If the expression is fragmented all over the place, the lack of locality will cripple your ability to verify that it is correct.

Spaghetti code or scrambled structure is the same. Same with globals, bad names, poor formatting, etc. You can’t just look at it and mostly know that it will do what it needs to do. Obviously, this type of visual verification saves a huge amount of time debugging but it also tends to prevent a lot of mistakes in the first place.

Hiding the way things work is usually not a problem with a small amount of code. It's the small size that makes it absorbable, so you can verify it. But as the size grows, little mistakes have much larger consequences. A badly written medium-sized system is tricky to debug, but for large and huge systems it verges on impossible. Small mistakes in code organization can eat through big chunks of time. Splatter coding techniques may seem fun, but they are a guaranteed recipe for poor quality.

Getting the right degree of readability in code takes a careful balancing of all aspects of expression. Naming, logic, structure, and a lot of other issues. If you see good code, it isn’t always obvious how much work went into rearranging it to make it simple and clear, but it certainly wasn’t just chucked out in a few minutes. The authors spent quite a bit of effort on clarity and readability. They pay close attention to the details, in that way, it is not dissimilar to writing big articles or books. Careful editing is very important.

The quality of code is closely related to the diligence and care applied by the author. You think clearly about how to really solve the problem, then your code as cleanly as you can for each of the moving parts, and then you relentlessly edit it over and over again until it is ready to go. That is the recipe for good code.

Thursday, March 28, 2024

Over Complicated

I’ve seen many, many variations of programmers reacting to what they believe is over-complexity.

A common one is if they are working on a massive system, with a tonne of rules and administration. They feel like a little cog. They can’t do what they want, the way they want to do it.

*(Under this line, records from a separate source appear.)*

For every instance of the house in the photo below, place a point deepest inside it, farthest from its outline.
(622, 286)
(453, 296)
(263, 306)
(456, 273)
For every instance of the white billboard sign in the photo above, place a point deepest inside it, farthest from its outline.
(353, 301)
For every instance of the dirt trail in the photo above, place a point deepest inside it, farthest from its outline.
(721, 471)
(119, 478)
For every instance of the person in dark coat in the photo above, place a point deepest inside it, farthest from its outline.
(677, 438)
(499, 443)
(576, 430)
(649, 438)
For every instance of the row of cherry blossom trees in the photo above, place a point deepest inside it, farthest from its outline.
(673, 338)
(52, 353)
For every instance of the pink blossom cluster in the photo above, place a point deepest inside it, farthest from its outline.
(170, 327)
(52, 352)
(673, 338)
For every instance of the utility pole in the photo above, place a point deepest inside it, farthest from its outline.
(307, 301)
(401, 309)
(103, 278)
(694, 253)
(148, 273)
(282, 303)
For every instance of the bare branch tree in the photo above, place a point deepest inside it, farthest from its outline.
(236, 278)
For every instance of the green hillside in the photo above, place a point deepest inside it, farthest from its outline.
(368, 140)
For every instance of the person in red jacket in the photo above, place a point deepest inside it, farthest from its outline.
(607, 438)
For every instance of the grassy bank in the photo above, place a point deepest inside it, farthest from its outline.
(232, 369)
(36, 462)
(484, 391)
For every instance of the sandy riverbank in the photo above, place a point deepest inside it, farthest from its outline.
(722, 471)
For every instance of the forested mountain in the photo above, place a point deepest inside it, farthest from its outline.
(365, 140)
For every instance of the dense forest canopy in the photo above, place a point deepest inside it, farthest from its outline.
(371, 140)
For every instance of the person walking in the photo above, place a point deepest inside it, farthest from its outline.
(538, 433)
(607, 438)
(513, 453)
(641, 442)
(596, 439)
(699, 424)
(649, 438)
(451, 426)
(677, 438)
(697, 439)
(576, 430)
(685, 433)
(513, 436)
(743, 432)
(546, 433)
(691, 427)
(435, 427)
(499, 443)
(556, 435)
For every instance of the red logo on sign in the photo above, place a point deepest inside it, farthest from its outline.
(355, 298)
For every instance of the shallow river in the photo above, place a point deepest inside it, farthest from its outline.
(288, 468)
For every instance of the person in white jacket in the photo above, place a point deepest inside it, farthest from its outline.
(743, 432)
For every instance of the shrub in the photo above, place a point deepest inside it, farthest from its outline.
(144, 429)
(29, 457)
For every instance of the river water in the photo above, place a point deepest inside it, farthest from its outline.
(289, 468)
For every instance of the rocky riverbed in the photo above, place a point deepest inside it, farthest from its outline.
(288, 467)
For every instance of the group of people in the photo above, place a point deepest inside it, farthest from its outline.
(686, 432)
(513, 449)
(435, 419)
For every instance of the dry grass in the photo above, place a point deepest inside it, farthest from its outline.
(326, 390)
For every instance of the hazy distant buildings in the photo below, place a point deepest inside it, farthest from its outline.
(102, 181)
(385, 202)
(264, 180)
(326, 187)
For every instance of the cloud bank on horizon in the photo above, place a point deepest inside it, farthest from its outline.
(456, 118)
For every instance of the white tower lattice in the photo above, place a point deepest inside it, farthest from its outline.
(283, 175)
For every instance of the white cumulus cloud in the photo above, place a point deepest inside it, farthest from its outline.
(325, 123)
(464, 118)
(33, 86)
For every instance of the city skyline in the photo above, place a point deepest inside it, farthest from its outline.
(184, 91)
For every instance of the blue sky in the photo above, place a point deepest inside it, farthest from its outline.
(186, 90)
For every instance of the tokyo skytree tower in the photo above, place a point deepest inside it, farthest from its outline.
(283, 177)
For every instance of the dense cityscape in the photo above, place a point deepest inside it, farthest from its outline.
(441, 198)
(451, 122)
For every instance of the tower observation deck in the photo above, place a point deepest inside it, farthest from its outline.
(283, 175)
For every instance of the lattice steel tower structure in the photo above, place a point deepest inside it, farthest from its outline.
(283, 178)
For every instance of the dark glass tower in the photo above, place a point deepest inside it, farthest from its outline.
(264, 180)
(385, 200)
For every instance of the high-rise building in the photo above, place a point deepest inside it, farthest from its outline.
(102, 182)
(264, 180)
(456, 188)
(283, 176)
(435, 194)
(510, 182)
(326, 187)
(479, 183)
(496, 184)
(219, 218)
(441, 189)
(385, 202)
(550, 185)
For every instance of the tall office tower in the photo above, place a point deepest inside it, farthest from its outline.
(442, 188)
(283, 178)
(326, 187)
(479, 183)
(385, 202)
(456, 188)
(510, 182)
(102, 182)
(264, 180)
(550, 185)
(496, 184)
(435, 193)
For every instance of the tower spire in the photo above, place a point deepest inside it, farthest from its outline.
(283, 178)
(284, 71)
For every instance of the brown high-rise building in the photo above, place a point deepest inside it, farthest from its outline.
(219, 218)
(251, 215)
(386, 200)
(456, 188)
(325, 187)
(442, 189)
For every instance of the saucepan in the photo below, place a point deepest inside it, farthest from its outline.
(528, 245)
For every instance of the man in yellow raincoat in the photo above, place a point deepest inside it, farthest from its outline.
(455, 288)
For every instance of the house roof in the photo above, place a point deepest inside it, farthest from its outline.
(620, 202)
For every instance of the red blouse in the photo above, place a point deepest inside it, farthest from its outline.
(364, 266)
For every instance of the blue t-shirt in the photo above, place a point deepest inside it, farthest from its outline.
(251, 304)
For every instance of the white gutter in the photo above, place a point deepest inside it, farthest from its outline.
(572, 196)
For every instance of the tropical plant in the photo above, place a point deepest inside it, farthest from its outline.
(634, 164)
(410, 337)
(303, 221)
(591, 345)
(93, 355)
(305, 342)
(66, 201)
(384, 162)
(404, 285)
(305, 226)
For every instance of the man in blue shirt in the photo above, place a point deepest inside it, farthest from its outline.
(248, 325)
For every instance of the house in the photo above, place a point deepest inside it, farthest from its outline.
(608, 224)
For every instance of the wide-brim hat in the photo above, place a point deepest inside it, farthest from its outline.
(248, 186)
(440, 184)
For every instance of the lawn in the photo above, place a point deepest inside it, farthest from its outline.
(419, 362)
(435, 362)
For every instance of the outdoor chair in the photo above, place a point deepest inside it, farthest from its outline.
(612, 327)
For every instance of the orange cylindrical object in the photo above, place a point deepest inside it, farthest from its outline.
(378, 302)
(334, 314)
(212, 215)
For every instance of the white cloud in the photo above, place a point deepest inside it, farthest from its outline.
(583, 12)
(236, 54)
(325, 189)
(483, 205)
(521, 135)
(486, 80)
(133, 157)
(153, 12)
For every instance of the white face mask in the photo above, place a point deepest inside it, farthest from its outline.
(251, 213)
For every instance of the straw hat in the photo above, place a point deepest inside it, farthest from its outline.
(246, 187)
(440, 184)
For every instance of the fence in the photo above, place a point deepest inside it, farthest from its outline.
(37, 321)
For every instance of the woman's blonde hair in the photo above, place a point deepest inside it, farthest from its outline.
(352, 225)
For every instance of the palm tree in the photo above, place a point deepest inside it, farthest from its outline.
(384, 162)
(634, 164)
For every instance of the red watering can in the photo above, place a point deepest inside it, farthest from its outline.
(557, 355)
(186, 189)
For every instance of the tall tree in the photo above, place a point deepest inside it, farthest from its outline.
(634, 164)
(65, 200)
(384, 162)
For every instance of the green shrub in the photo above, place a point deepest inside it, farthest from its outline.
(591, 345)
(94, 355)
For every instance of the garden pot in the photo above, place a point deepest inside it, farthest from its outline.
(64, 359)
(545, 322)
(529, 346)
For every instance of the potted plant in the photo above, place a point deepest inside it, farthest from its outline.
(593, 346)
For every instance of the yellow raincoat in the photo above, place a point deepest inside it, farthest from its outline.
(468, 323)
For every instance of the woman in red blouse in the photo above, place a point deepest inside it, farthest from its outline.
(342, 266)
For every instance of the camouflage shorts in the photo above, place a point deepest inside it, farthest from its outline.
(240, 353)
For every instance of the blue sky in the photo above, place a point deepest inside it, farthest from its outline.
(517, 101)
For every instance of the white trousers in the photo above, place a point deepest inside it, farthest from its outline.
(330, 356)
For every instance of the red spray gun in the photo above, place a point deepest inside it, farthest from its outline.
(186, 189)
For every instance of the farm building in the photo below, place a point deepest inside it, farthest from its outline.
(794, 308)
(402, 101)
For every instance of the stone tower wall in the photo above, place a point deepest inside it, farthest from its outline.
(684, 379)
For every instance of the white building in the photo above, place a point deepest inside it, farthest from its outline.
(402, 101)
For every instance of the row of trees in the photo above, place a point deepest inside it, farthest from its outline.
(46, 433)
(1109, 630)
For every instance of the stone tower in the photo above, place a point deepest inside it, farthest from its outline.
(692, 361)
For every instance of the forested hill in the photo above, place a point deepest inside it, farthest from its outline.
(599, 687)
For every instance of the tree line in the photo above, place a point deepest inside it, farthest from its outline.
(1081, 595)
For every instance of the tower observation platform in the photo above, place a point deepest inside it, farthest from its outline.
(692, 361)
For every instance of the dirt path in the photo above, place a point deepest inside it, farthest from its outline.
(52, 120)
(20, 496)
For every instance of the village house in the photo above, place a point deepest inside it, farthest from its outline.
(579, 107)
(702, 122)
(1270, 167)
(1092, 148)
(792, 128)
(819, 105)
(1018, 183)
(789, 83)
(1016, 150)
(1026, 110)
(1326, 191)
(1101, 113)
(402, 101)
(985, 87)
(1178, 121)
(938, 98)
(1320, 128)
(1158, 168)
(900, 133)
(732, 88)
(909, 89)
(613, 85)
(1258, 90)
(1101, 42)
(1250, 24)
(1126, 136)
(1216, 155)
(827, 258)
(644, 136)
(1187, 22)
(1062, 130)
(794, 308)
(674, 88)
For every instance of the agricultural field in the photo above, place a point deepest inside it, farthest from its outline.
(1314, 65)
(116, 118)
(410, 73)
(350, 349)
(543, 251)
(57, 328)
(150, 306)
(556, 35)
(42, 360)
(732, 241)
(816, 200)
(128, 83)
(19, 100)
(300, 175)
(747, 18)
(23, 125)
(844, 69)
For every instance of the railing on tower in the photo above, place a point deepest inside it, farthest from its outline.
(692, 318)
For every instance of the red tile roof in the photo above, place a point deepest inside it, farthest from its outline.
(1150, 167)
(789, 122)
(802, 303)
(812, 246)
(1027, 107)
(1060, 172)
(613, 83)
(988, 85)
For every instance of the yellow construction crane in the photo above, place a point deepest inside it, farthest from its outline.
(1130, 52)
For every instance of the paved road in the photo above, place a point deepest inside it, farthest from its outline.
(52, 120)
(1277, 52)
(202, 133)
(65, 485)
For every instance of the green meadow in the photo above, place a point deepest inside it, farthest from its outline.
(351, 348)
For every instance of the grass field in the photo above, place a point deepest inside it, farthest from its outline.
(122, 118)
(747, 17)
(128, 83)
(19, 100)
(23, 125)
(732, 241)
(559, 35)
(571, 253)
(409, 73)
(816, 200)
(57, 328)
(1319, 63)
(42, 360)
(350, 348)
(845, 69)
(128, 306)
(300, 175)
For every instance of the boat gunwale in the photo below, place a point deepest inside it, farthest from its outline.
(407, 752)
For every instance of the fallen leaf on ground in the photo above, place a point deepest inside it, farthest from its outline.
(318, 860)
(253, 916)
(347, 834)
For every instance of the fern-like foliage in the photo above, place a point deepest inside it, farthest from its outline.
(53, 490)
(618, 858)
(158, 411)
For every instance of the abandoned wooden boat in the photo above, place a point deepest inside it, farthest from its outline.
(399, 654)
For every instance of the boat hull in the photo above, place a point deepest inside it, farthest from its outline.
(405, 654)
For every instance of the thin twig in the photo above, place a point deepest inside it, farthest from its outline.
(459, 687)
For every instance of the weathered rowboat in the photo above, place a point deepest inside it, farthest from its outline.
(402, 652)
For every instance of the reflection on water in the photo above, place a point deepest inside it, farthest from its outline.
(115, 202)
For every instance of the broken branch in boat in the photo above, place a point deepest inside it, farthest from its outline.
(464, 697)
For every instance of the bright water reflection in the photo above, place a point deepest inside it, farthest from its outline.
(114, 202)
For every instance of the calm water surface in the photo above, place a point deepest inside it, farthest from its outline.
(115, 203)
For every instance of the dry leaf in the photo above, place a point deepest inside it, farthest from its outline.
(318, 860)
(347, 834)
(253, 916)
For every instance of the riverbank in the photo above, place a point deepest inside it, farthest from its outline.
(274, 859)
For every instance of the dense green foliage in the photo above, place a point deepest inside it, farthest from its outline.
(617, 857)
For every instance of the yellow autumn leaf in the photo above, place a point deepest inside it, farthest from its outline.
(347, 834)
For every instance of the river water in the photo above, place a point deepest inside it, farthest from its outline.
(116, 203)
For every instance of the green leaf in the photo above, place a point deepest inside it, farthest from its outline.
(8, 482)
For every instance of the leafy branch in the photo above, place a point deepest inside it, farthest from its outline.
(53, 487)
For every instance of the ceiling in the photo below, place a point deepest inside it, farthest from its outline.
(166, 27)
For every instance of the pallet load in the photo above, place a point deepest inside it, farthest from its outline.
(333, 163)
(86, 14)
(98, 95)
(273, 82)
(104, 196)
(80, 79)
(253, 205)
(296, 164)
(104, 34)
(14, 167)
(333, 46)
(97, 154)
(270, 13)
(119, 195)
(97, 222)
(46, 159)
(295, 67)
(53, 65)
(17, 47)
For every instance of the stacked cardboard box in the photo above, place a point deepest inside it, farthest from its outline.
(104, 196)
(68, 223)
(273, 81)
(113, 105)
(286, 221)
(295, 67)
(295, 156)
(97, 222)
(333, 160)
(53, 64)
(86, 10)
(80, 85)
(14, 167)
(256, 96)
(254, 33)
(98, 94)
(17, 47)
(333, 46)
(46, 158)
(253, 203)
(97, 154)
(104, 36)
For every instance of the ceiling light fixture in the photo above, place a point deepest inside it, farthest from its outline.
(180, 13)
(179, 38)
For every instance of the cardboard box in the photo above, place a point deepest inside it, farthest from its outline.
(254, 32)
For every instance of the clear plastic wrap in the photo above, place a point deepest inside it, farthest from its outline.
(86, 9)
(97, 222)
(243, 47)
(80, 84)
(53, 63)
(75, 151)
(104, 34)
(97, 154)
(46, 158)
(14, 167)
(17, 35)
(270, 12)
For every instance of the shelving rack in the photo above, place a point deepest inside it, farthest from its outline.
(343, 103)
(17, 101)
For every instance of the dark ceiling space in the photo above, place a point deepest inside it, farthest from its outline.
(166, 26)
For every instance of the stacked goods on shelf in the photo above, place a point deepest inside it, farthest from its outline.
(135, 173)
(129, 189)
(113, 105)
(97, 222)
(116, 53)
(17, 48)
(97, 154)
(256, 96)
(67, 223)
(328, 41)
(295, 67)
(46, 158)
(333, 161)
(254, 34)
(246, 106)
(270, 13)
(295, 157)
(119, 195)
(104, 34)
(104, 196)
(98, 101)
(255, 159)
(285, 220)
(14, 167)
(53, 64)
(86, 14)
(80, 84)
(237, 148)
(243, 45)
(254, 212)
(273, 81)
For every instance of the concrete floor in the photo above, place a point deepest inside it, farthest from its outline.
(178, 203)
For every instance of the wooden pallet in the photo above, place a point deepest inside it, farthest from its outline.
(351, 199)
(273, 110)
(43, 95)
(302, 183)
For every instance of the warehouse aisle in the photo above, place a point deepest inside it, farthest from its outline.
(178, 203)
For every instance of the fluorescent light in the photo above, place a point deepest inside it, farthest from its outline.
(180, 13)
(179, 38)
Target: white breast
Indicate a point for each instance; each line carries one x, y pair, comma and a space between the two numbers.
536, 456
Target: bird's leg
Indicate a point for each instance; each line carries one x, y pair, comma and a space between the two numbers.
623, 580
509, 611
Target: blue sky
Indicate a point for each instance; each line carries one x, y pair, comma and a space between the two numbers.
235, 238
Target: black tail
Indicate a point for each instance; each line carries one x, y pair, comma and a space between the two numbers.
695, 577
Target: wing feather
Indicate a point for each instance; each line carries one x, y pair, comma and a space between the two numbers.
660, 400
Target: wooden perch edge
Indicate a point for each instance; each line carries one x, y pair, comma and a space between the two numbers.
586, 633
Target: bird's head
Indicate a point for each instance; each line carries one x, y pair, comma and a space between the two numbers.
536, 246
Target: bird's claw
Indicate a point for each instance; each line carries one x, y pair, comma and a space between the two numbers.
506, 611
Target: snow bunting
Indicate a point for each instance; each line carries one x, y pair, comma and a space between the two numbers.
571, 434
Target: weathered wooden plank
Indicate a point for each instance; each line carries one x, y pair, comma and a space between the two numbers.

If they went rogue their work would harm the others.

Having a little place in a large project isn’t always fun. So people rail about complexity, but they mean the whole overall complexity of the project, not just specific parts of the code. That is the standards, conventions, and processes are complex. Sometimes they single out little pieces, but usually really it's the whole thing that is bugging them.

The key problem here isn’t complexity. It is that a lot of people working together need serious coordination. If it's a single-person project or even a team of three, then sure the standards can be dynamic. And inconsistencies, while annoying, aren’t often fatal in small codebases. But when it’s hundreds of people who all have to be in sync, that takes effort. Complexity. It’s overhead, but absolutely necessary. Even a small deviation from the right path costs a lot of time and money. Coding for one-person throw-away projects is way different than coding for huge multi-team efforts. It’s a rather wide spectrum.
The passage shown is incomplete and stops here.